Secondary school-aged pupils in Scotland - mental wellbeing, relationships and social media: report

This report outlines findings from a survey of 1,361 pupils from 50 secondary local authority schools in Scotland. The pupils completed the survey between 8th February and 2nd April 2021, and responded to questions about their mental wellbeing, relationships and social media use.

This document is part of a collection

1. Background

In response to COVID-19 and its impact on the population's mental health, the Scottish Government laid out its 'COVID-19: Mental Health – Transition and Recovery Plan' [1]. The mental health of children, young people and families is a central focus of this plan, which places importance on how good mental wellbeing is supported for these people, and how the correct help and support is provided to them. Emphasis is also put on understanding how wider factors, such as screen time and relationship issues, might affect the mental health of children, young people and families. The emphasis on children, young people and families in this plan reflects a similar focus on these people in the Scottish Government's 'Mental Health Strategy: 2017-2027' [2].

Before the COVID-19 pandemic, the Scottish Schools Adolescent Lifestyle and Substance Use Survey [SALSUS; 3] provided insights into the mental wellbeing of Scottish secondary school-aged pupils in 2018. The findings from this survey were compared with findings from the SALSUS conducted in 2015, which indicated that the mean mental wellbeing of these pupils was lower in 2018 than in 2015 (i.e., had decreased over time). A higher proportion of these pupils were also found to report emotional and behavioural problems in 2018 than in 2015.

Both the SALSUS and Health Behaviours in School-Aged Children [HBSC; 4] surveys conducted in 2018 enabled comparisons of Scottish secondary school-aged pupils to be made based on different characteristics. While the findings between these surveys were inconsistent, pupils who indicated poorer mental wellbeing and related factors (e.g., happiness, mood, confidence) were typically found to: be female (compared with male); older (pupils in S4 compared with S2); from more deprived backgrounds; had a physical or mental health condition; and had caring responsibilities.

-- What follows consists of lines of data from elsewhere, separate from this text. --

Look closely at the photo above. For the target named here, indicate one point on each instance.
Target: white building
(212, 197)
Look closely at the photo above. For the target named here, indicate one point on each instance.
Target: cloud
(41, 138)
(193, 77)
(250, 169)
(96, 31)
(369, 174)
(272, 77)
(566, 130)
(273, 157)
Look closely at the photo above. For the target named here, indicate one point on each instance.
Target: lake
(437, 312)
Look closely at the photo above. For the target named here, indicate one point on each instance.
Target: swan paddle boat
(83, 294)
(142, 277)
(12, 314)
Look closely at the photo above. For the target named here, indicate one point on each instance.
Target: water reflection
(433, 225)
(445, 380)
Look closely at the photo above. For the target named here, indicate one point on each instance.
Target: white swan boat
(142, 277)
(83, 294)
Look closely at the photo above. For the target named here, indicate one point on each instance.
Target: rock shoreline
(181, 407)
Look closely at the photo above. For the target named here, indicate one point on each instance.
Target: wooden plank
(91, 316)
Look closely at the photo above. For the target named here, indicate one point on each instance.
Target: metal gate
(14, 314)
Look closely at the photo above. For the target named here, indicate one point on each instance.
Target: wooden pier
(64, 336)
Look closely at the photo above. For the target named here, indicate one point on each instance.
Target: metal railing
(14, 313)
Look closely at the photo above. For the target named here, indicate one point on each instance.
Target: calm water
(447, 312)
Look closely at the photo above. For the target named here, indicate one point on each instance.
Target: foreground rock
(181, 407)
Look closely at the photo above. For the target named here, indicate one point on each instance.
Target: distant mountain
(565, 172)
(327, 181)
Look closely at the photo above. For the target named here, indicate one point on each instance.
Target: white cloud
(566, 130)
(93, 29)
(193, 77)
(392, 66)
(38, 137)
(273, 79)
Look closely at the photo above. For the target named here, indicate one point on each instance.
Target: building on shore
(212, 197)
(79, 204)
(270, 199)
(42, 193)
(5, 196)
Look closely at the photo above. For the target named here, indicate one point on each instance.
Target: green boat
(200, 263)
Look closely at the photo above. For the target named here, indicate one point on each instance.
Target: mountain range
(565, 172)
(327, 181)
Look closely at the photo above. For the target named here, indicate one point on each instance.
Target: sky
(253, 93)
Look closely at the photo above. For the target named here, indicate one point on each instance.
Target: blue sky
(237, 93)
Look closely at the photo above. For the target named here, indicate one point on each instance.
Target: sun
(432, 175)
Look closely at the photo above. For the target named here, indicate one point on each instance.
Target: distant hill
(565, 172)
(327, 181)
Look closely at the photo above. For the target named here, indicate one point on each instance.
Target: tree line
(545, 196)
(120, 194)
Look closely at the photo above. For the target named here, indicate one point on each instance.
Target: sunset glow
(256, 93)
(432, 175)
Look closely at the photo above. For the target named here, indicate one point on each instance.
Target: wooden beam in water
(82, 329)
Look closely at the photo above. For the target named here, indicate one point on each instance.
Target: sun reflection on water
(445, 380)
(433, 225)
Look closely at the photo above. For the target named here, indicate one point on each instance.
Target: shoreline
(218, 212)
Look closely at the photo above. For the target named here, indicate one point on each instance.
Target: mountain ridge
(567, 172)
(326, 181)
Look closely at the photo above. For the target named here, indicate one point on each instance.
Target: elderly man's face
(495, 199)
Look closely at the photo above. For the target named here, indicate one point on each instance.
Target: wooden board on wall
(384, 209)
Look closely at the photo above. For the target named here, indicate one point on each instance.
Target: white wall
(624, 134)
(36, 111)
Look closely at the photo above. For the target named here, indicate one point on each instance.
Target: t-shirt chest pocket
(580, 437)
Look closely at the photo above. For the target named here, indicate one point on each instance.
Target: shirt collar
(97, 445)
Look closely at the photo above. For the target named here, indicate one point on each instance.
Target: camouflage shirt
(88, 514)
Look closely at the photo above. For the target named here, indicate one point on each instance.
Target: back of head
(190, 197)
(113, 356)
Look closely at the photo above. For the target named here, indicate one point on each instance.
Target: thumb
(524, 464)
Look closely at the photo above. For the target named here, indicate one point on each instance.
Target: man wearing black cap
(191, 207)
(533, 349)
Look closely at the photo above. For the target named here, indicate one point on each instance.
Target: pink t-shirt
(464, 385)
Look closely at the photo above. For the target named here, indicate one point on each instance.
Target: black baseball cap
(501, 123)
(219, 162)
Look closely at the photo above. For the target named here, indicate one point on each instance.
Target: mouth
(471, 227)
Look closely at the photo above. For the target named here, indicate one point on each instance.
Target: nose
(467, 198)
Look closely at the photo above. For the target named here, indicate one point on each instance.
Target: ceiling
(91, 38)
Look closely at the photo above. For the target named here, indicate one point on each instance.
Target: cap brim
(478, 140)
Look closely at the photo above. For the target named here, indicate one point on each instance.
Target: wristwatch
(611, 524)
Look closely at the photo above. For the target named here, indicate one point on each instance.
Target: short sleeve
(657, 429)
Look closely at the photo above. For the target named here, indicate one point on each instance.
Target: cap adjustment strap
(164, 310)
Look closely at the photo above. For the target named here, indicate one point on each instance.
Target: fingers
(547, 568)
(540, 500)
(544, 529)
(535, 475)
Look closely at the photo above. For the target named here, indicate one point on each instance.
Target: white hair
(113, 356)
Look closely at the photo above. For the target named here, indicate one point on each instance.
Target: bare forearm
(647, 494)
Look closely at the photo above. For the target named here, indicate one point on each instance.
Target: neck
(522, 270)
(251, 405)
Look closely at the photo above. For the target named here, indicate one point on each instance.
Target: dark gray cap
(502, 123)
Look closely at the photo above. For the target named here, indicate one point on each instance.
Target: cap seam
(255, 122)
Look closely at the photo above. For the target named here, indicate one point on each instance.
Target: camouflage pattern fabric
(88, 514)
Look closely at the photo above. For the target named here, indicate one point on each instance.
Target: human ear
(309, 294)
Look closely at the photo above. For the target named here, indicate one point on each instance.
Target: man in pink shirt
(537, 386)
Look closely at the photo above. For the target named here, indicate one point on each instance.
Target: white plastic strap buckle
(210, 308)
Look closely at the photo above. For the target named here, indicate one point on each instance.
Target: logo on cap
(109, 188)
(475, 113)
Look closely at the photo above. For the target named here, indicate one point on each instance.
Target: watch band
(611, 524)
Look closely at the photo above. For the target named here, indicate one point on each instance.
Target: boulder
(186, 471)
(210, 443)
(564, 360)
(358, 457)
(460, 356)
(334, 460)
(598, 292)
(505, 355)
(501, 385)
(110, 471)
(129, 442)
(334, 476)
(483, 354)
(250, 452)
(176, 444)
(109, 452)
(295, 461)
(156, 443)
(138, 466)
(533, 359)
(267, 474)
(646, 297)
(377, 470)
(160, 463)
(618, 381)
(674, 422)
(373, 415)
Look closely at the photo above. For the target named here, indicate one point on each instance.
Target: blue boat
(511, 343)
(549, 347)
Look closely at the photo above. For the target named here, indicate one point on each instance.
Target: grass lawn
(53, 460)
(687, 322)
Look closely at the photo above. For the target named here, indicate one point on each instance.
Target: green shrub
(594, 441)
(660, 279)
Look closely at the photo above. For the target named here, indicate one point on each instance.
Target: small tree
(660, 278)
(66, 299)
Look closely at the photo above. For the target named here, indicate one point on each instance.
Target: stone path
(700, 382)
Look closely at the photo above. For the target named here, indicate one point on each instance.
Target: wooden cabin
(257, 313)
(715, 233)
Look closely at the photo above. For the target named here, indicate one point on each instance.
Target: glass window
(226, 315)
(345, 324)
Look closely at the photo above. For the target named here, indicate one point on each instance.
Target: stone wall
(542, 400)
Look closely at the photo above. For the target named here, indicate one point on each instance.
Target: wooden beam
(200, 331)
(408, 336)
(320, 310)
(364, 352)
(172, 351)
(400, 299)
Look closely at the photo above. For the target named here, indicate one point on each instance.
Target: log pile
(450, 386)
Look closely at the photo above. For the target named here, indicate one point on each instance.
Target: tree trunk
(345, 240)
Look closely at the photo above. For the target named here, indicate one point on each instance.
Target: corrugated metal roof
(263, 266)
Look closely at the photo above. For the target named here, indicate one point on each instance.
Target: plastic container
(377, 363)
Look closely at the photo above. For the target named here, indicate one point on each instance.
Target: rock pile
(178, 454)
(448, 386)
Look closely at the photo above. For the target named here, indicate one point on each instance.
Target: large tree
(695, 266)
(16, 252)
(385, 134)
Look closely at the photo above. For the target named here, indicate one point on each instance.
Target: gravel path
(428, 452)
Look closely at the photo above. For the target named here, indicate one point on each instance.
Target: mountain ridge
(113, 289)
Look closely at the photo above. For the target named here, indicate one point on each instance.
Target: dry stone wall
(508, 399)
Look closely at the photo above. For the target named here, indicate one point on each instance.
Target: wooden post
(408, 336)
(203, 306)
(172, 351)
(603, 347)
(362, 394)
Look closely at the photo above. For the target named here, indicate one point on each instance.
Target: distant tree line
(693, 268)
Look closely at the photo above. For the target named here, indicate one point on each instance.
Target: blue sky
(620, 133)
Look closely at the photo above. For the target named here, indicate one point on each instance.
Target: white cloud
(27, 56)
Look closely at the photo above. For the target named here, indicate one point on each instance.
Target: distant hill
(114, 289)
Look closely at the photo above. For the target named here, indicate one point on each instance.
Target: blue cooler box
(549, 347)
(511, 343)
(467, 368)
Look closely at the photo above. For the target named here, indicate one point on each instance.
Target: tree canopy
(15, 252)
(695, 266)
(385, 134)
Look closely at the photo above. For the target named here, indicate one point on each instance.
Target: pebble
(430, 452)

During the COVID-19 pandemic, a survey of secondary school-aged pupils in Scotland found that, overall, pupils saw mitigation measures (e.g., physical distancing) as negatively impacting their mental health and relationships with family and friends [5]. In line with the pupils identified in the SALSUS and HBSC 2018 surveys as being most at risk of poor mental wellbeing, pupils who were most likely to report this perceived negative impact of the mitigation measures: were female; were older; and had a physical or mental health condition. As these findings indicate a potentially large impact of COVID-19 on pupils' mental wellbeing, as well as their relationships, it is important to understand more about pupils' experiences of these issues during the pandemic.

Other surveys concerning the mental health and wellbeing of Scottish secondary school-aged pupils have been conducted during the COVID-19 pandemic [6, 7]. However, these surveys have not used nationally representative samples or standard measures of mental health outcomes, which limits the strength of their conclusions. While this limitation should be kept in mind, the findings have tended to be similar to before the pandemic. Specifically, female and older participants tended to report poorer mental health outcomes (e.g., low mood or depression) compared with male and younger participants, respectively. Poorer mental health outcomes were also indicated for participants with a long-term illness or disability, with caring responsibilities, or who identified their gender as non-binary or in a different way.

Aims of study

The aim of the study reported here was to understand more about Scottish secondary school-aged pupils (11 to 18 years-old) in terms of their mental wellbeing and related issues (relationships and social media) during the COVID-19 pandemic in early 2021. The study also aimed to identify demographic differences between pupils in terms of their mental wellbeing, relationships and social media use.

Structure of report

Section 2 details the methodology used in the reported study, with the subsequent sections presenting the overall findings (section 3), and findings by demographic characteristics (section 4). Section 5 then outlines the conclusions drawn from this study.